Science fiction author Isaac Asimov created a set of rules his robots had to follow as a safety feature, known as the Three Laws of Robotics. The first and foremost: a robot may not injure a human being or, through inaction, allow a human being to come to harm.
It's a law that driverless cars are likely to conflict with.
While the introduction of autonomous vehicles (AVs) is likely to prevent 90 percent of car accidents, some crashes will still occur. And they'll force the cars to make an ethically-tough choice.
Should an autonomous car primarily protect its passenger in a crash, even if it results in the deaths of pedestrians, or is Star Trek right in that the needs of the many outweigh the needs of the few?
A self-protective AV would prioritise the safety of the passenger -- even if it meant others would be harmed or killed.
A utilitarian AV would prioritise saving the most lives -- even at the expense of the passenger in the car.
And public opinion is divided over which should be implemented globally.

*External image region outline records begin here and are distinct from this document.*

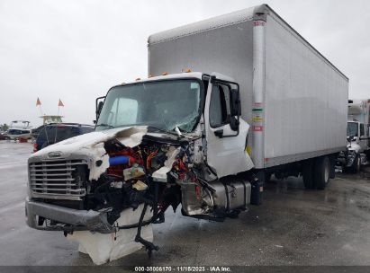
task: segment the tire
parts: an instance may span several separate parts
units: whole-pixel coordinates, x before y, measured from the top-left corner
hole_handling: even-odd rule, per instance
[[[302,174],[303,176],[304,188],[307,189],[313,189],[313,163],[312,159],[308,159],[303,162]]]
[[[318,189],[325,189],[330,177],[330,160],[328,156],[316,159],[314,165],[314,187]]]

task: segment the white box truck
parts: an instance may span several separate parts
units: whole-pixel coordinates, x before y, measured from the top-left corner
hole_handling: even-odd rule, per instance
[[[270,7],[157,33],[148,47],[149,77],[96,101],[95,132],[29,159],[30,226],[137,229],[150,252],[141,227],[170,206],[220,221],[261,204],[272,173],[325,188],[347,144],[348,79]],[[138,207],[136,222],[116,224]]]

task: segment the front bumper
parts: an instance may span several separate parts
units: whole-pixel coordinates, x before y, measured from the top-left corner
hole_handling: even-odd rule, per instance
[[[25,210],[27,225],[35,229],[65,232],[89,230],[101,233],[110,233],[114,231],[107,221],[106,212],[68,208],[29,198],[25,201]],[[50,222],[53,225],[39,221],[40,217],[51,220]]]

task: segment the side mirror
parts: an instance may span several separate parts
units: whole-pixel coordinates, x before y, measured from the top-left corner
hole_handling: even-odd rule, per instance
[[[233,116],[230,118],[230,128],[231,128],[231,130],[238,131],[239,124],[240,122],[239,121],[237,118]]]
[[[100,112],[102,111],[104,100],[105,97],[99,97],[95,100],[95,114],[96,114],[96,120],[99,119]]]
[[[239,92],[239,89],[231,89],[230,94],[230,116],[239,117],[241,115],[240,92]]]
[[[220,137],[220,138],[222,138],[223,137],[223,129],[214,131],[214,135],[216,136]]]

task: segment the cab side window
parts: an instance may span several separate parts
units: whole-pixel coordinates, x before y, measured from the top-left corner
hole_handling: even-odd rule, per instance
[[[212,128],[229,123],[230,88],[224,84],[212,86],[210,102],[210,124]]]

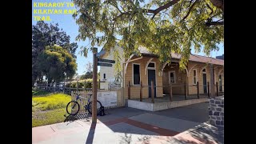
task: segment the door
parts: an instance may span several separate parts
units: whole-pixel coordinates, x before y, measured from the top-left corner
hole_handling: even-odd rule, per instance
[[[148,84],[149,84],[149,98],[151,98],[151,81],[154,82],[154,98],[156,98],[156,87],[155,87],[155,70],[148,70]]]
[[[218,83],[219,83],[219,91],[222,91],[222,75],[218,76]]]
[[[202,74],[203,93],[207,93],[206,74]]]

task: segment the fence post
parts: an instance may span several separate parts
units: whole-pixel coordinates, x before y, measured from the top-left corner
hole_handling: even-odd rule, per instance
[[[198,98],[199,99],[199,82],[197,82],[197,87],[198,87]]]
[[[207,82],[207,93],[208,93],[208,98],[210,98],[210,82]]]
[[[77,93],[78,93],[78,80],[77,80]]]
[[[151,99],[152,99],[152,103],[154,103],[154,82],[153,81],[151,81]]]
[[[140,93],[139,93],[139,101],[142,102],[142,82],[141,81],[141,87],[140,87]]]
[[[70,93],[71,94],[71,82],[70,81]]]
[[[130,81],[128,82],[128,99],[130,99]]]
[[[172,87],[172,83],[170,83],[170,102],[173,101],[173,87]]]
[[[186,82],[184,82],[184,90],[185,90],[185,100],[186,100],[187,95],[186,95]]]
[[[63,84],[63,94],[65,94],[65,87],[66,87],[66,86],[65,86],[65,84],[66,84],[66,80],[64,80],[64,84]]]
[[[85,90],[85,92],[86,91],[86,80],[85,80],[85,86],[83,86],[83,89]]]
[[[216,95],[218,96],[218,82],[216,82]]]
[[[101,81],[100,81],[100,79],[98,78],[98,90],[100,90],[101,89]]]

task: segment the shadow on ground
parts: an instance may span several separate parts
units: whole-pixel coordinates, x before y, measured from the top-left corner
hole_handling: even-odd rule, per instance
[[[66,117],[64,122],[73,122],[75,120],[78,120],[78,119],[86,119],[86,121],[90,122],[89,119],[89,114],[86,114],[86,113],[82,113],[82,114],[78,114],[76,115],[66,115],[65,114],[64,117]]]
[[[182,106],[175,109],[170,109],[166,110],[161,110],[158,112],[149,112],[146,110],[141,110],[133,108],[116,108],[112,110],[106,110],[105,116],[98,116],[98,121],[105,124],[108,123],[110,121],[115,119],[122,119],[132,116],[140,115],[146,113],[155,114],[158,115],[164,115],[170,118],[176,118],[184,120],[194,121],[197,122],[204,122],[208,119],[208,103],[201,103],[190,105],[188,106]],[[68,115],[66,117],[64,122],[73,122],[75,120],[82,120],[86,122],[91,121],[91,114],[78,114],[75,116]],[[160,120],[159,120],[159,122]],[[136,127],[132,125],[129,125],[126,122],[114,122],[113,124],[109,124],[106,126],[110,129],[114,133],[121,133],[120,135],[121,142],[120,143],[134,143],[132,140],[133,134],[141,134],[138,138],[136,138],[136,142],[142,143],[151,143],[152,139],[160,138],[160,134],[153,133],[151,131]],[[91,143],[94,138],[96,123],[91,123],[90,132],[88,134],[86,143]],[[222,130],[224,131],[224,130]],[[224,134],[222,130],[218,128],[213,128],[210,126],[204,126],[199,129],[197,129],[190,132],[190,135],[202,143],[213,143],[213,141],[217,142],[218,143],[224,143]],[[193,142],[188,139],[184,139],[182,138],[174,138],[174,137],[167,137],[165,140],[166,143],[177,143],[177,144],[196,144],[198,142]]]

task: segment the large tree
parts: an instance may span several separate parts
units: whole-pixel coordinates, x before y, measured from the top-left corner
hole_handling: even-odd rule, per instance
[[[57,44],[66,50],[73,58],[76,58],[75,51],[78,48],[76,42],[70,42],[70,37],[65,31],[58,28],[58,24],[47,24],[39,21],[32,26],[32,86],[37,79],[42,78],[42,71],[38,70],[38,55],[47,46]]]
[[[48,83],[59,82],[72,78],[77,70],[75,58],[62,46],[46,46],[38,55],[38,70],[46,76]]]
[[[207,55],[223,42],[223,0],[73,0],[79,26],[77,39],[90,41],[88,50],[116,42],[128,58],[140,46],[170,62],[170,52],[182,54],[184,67],[191,46]],[[120,41],[117,39],[120,38]]]

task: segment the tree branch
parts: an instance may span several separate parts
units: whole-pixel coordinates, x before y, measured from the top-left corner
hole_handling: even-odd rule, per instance
[[[211,3],[224,11],[224,0],[210,0]]]
[[[169,7],[170,7],[171,6],[174,5],[175,3],[178,2],[180,0],[173,0],[162,6],[159,6],[158,8],[155,9],[155,10],[150,10],[150,9],[142,9],[142,12],[144,13],[151,13],[154,14],[152,19],[155,17],[156,14],[158,14],[160,11],[168,9]],[[130,1],[127,1],[131,2]],[[122,15],[125,14],[134,14],[138,13],[138,11],[127,11],[125,13],[121,13],[121,14],[119,14],[118,16],[117,16],[115,18],[114,18],[114,20],[116,20],[118,18],[121,18]]]
[[[194,6],[198,2],[198,0],[195,0],[194,2],[192,4],[191,7],[190,7],[189,11],[186,14],[186,16],[182,18],[182,21],[184,21],[190,14],[191,10],[193,9]]]
[[[224,25],[224,21],[222,21],[222,22],[206,22],[206,25],[208,26]]]
[[[160,11],[165,10],[165,9],[168,9],[169,7],[170,7],[171,6],[174,5],[175,3],[178,2],[180,0],[173,0],[155,10],[147,10],[147,13],[152,13],[154,14],[152,19],[155,17],[156,14],[158,14]]]

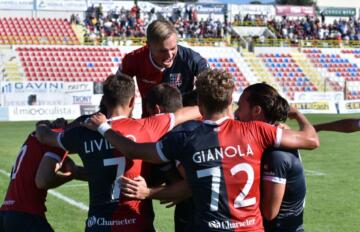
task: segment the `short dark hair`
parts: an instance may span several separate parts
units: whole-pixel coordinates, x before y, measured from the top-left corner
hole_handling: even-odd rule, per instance
[[[266,83],[257,83],[244,89],[250,107],[260,106],[267,123],[284,122],[290,110],[289,103],[279,92]]]
[[[163,108],[163,113],[171,113],[182,107],[182,97],[178,88],[167,83],[154,86],[145,96],[145,104],[154,109],[155,105]]]
[[[198,94],[196,89],[183,94],[183,106],[196,106]]]
[[[131,97],[135,96],[135,83],[132,77],[118,73],[110,75],[103,84],[103,99],[107,105],[125,106]]]
[[[197,76],[195,85],[207,113],[222,112],[232,102],[234,81],[225,70],[206,69]]]

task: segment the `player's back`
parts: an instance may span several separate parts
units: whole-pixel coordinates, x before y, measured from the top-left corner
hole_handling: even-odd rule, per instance
[[[298,150],[266,150],[263,160],[263,179],[286,183],[279,213],[272,221],[264,220],[268,232],[304,231],[303,212],[306,183]]]
[[[34,134],[30,134],[13,165],[8,191],[0,210],[20,211],[45,217],[47,191],[36,187],[35,176],[41,159],[48,154],[52,157],[58,154],[57,159],[62,159],[64,151],[43,145]]]
[[[268,131],[267,131],[268,130]],[[276,128],[231,119],[189,122],[164,148],[184,165],[196,208],[196,231],[263,231],[260,213],[260,160],[275,143]],[[181,141],[183,145],[175,145]],[[171,145],[173,143],[173,145]],[[170,145],[169,145],[170,144]],[[176,150],[175,150],[176,149]]]
[[[171,117],[148,119],[113,118],[112,128],[136,142],[153,142],[166,133]],[[150,164],[126,159],[99,133],[84,127],[73,128],[61,138],[63,146],[79,153],[88,173],[90,209],[88,231],[151,231],[154,213],[150,200],[131,200],[121,196],[120,176],[150,176]]]
[[[136,76],[139,92],[143,98],[163,78],[162,69],[158,68],[150,59],[148,46],[143,46],[126,54],[119,71],[129,76]]]

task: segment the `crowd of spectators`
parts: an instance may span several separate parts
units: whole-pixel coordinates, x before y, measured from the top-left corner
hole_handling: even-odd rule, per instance
[[[148,17],[140,16],[140,8],[134,6],[131,10],[115,8],[104,13],[101,4],[91,6],[85,14],[85,26],[87,32],[85,37],[94,39],[98,37],[143,37],[145,27],[152,20],[149,12]],[[145,19],[145,20],[144,20]]]
[[[231,34],[231,25],[226,15],[223,20],[209,14],[200,18],[196,8],[188,5],[174,8],[172,12],[141,11],[138,6],[131,10],[115,8],[104,13],[103,7],[91,6],[86,11],[85,26],[87,38],[99,37],[144,37],[146,27],[153,20],[165,18],[174,23],[181,38],[224,38]],[[71,17],[71,22],[81,23],[78,15]],[[360,18],[334,20],[325,23],[325,17],[269,17],[265,15],[245,15],[234,18],[233,25],[268,26],[277,38],[299,40],[360,40]],[[233,37],[233,36],[232,36]]]
[[[334,20],[333,23],[325,23],[325,18],[303,17],[290,20],[283,17],[282,20],[268,22],[276,31],[278,38],[290,40],[360,40],[360,19],[349,18]]]
[[[226,15],[224,20],[215,19],[212,14],[206,19],[199,19],[198,12],[192,6],[185,7],[183,11],[174,9],[167,18],[174,23],[182,38],[224,38],[231,31]]]
[[[210,14],[207,19],[198,17],[194,7],[175,8],[171,13],[141,11],[138,6],[131,10],[115,8],[104,13],[103,7],[91,6],[86,11],[84,24],[87,28],[86,38],[99,37],[144,37],[146,27],[153,20],[164,18],[174,23],[181,38],[223,38],[230,30],[227,19],[214,19]],[[78,15],[73,15],[72,23],[80,24]]]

A US survey found while people are prepared to take the moral high ground in a general sense, when it gets personal they're not so keen.

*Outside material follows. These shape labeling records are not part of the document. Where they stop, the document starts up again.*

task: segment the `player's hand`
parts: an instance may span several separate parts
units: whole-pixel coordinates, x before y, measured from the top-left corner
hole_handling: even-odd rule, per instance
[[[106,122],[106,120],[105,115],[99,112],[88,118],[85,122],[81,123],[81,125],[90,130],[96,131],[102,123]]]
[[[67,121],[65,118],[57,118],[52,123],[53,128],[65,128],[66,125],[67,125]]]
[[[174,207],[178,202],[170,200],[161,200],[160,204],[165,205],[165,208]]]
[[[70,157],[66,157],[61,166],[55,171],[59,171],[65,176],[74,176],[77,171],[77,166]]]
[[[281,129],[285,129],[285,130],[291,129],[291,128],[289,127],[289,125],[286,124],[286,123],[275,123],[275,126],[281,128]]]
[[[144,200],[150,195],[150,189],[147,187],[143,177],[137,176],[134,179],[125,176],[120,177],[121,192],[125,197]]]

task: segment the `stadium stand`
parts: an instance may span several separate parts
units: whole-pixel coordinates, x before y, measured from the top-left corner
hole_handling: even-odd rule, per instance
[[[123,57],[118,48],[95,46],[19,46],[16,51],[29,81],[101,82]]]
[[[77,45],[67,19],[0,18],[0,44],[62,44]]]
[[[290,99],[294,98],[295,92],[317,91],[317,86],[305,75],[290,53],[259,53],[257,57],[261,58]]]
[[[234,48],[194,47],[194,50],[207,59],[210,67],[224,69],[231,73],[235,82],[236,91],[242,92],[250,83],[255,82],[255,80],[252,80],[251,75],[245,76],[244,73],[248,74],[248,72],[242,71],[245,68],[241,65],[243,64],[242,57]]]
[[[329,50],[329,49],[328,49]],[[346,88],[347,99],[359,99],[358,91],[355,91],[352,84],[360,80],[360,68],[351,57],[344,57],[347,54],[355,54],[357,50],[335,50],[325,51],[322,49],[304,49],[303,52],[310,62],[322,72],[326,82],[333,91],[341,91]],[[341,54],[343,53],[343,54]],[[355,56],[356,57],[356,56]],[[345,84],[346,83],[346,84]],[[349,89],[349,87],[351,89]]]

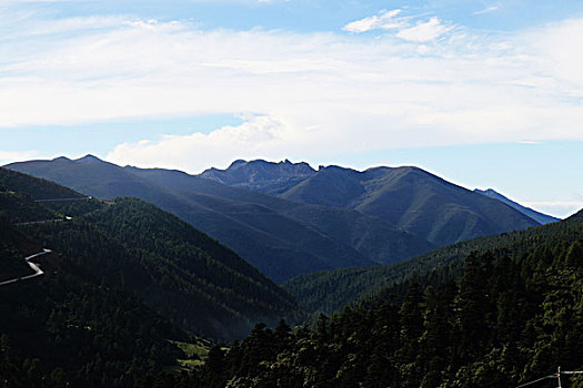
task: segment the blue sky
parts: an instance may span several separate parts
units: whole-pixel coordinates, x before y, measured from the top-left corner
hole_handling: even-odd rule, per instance
[[[583,2],[0,2],[0,163],[413,164],[583,207]]]

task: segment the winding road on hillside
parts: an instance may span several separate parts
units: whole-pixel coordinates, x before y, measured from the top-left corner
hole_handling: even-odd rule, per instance
[[[33,259],[34,257],[42,256],[42,255],[47,255],[47,254],[49,254],[51,252],[52,252],[51,249],[44,248],[44,249],[42,249],[42,252],[39,252],[39,253],[36,253],[36,254],[30,255],[28,257],[24,257],[24,259],[27,261],[28,265],[32,268],[32,270],[34,270],[34,274],[28,275],[28,276],[19,276],[17,278],[2,282],[2,283],[0,283],[0,286],[6,286],[6,285],[9,285],[9,284],[13,284],[13,283],[20,282],[20,280],[28,280],[28,279],[32,279],[32,278],[36,278],[36,277],[44,275],[42,269],[39,268],[39,265],[32,263],[31,259]]]

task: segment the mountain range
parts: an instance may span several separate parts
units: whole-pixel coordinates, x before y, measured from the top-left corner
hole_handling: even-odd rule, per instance
[[[561,221],[560,218],[556,218],[556,217],[543,214],[541,212],[536,212],[536,211],[534,211],[534,210],[532,210],[530,207],[523,206],[523,205],[521,205],[521,204],[519,204],[519,203],[516,203],[516,202],[505,197],[504,195],[495,192],[492,188],[487,188],[487,190],[475,188],[474,192],[483,194],[483,195],[489,196],[489,197],[494,198],[494,200],[502,201],[506,205],[517,210],[522,214],[527,215],[529,217],[531,217],[532,219],[536,221],[541,225],[546,225],[546,224],[550,224],[550,223],[555,223],[557,221]]]
[[[254,321],[299,313],[289,294],[234,252],[152,204],[88,198],[4,169],[0,186],[0,248],[13,277],[24,269],[16,264],[40,249],[37,241],[71,261],[84,282],[129,293],[192,333],[233,338]]]
[[[398,263],[536,221],[416,167],[363,172],[289,161],[235,161],[200,175],[79,160],[8,169],[86,195],[135,196],[174,213],[278,283],[342,267]]]

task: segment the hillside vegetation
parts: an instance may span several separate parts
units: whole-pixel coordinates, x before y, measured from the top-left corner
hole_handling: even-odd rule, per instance
[[[472,253],[462,274],[411,284],[403,298],[379,293],[321,315],[312,328],[258,325],[228,351],[211,349],[200,387],[515,387],[557,366],[581,370],[583,223],[545,232],[523,248]]]
[[[375,293],[381,287],[391,287],[403,280],[416,279],[420,274],[443,276],[443,270],[440,268],[445,266],[454,266],[461,273],[462,267],[459,266],[459,263],[474,251],[503,249],[516,258],[529,253],[531,247],[541,241],[562,235],[563,238],[572,242],[580,233],[580,223],[573,217],[526,231],[456,243],[394,265],[302,275],[282,286],[306,312],[332,313],[351,302]]]
[[[93,156],[9,167],[96,197],[151,202],[231,247],[278,283],[315,270],[395,263],[434,247],[351,208],[290,202],[179,171],[120,167]]]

Despite saying self-driving cars should be programmed to prioritise others, people said they'd prefer to buy cars that protected the passenger first, especially when it was family involved.
On top of that, those surveyed admitted they would be less likely to buy an AV that was government-regulated to be utilitarian.

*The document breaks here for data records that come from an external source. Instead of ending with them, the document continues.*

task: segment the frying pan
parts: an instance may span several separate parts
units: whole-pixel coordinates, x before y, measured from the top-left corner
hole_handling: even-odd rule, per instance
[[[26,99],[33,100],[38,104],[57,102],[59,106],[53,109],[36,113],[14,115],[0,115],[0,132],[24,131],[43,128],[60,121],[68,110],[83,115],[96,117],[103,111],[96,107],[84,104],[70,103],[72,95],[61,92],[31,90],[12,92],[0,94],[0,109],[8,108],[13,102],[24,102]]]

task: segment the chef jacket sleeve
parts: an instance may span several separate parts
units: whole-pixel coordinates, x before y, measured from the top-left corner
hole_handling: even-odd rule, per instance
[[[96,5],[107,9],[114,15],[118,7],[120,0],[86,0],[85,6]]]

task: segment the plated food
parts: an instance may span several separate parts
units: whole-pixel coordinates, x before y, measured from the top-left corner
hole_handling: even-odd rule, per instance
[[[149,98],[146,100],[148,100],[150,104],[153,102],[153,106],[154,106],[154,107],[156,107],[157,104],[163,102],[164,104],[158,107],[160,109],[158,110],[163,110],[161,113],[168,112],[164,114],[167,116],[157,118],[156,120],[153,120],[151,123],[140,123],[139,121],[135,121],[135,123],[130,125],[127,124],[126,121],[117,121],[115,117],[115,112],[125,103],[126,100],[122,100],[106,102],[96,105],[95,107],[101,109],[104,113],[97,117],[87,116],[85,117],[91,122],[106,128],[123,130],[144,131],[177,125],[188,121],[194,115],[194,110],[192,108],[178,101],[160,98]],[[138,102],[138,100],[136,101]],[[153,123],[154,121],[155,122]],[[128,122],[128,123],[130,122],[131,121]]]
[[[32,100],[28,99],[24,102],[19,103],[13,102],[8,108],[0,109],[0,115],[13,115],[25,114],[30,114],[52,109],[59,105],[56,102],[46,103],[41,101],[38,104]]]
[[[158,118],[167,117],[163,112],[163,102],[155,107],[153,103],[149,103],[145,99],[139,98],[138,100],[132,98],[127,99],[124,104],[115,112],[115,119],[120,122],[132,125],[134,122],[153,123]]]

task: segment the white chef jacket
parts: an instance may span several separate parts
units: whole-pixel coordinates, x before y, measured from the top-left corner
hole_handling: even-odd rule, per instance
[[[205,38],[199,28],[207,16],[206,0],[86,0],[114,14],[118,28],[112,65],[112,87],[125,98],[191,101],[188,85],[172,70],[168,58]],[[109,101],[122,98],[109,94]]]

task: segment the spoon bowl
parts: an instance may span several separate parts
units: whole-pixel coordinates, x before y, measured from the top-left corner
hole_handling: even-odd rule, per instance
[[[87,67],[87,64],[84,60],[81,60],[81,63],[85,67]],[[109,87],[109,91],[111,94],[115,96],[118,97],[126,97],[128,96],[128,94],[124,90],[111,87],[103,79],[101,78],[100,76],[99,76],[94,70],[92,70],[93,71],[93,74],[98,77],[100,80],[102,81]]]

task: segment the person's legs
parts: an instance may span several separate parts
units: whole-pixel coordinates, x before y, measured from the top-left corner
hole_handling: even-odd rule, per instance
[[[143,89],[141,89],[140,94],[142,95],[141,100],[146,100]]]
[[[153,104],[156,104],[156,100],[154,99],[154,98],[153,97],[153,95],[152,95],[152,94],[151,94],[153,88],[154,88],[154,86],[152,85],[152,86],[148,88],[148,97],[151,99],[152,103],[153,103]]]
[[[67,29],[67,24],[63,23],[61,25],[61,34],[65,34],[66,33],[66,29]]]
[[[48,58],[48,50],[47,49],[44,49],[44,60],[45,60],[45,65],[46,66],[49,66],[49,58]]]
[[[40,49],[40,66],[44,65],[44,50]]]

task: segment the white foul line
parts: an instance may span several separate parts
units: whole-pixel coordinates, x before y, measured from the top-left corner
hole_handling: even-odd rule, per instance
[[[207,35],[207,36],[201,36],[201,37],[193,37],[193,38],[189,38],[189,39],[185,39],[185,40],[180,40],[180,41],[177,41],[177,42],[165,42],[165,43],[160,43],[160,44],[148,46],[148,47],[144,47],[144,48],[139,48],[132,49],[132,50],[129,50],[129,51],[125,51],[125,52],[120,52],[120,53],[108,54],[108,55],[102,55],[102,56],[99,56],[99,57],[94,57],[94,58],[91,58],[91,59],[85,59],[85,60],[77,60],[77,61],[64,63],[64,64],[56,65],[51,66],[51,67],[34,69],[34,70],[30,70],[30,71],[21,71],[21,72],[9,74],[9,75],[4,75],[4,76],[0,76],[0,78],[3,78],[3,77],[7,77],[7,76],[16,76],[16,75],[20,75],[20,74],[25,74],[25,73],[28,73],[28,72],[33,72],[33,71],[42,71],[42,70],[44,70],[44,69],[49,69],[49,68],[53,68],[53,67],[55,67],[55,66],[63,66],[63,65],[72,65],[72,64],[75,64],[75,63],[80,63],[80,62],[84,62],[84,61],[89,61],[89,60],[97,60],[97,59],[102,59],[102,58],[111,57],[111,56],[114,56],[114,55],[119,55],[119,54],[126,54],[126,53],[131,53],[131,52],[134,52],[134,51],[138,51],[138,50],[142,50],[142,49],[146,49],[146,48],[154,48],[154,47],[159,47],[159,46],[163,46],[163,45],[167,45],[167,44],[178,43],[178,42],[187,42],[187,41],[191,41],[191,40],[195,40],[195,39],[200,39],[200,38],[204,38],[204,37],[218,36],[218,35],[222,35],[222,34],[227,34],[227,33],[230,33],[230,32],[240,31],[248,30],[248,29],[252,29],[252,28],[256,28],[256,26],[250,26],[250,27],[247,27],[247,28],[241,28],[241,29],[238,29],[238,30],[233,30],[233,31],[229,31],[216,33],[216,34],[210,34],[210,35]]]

"Regulation may provide a solution to this problem, but ... our results suggest that such regulation could substantially delay the adoption of AVs, which means that the lives saved by making AVs utilitarian may be outnumbered by the deaths caused by delaying the adoption of AVs altogether," the authors of the study say.
Optimisation Research Group leader Professor Toby Walsh says with self-driving cars less than a decade away, society needs to work out how they're programmed.
"The study sheds some light on the state of public sentiment on this ethical issue. It shows that aligning moral AI driving algorithms with human values is a major challenge -- there is no easy answer!"
But the survey should be taken with a grain of salt -- people had plenty of time to decide their answers and they weren't in any immediate danger.
"This may not reflect how we would, as drivers of cars, act in such moments of crisis," Prof Walsh says.
Unitec's Professor Hossein Sarrafzadeh says it's an important issue, but not the only one.
"When we use artificial intelligence, we are trusting a machine to make decisions for us. Trading shares, driving cars and flying airplanes are examples of such cases.
"We need to decide how much control we give to machines and as machines are used more extensively in our lives this question becomes more central."
The survey was published in the Science journal on Friday.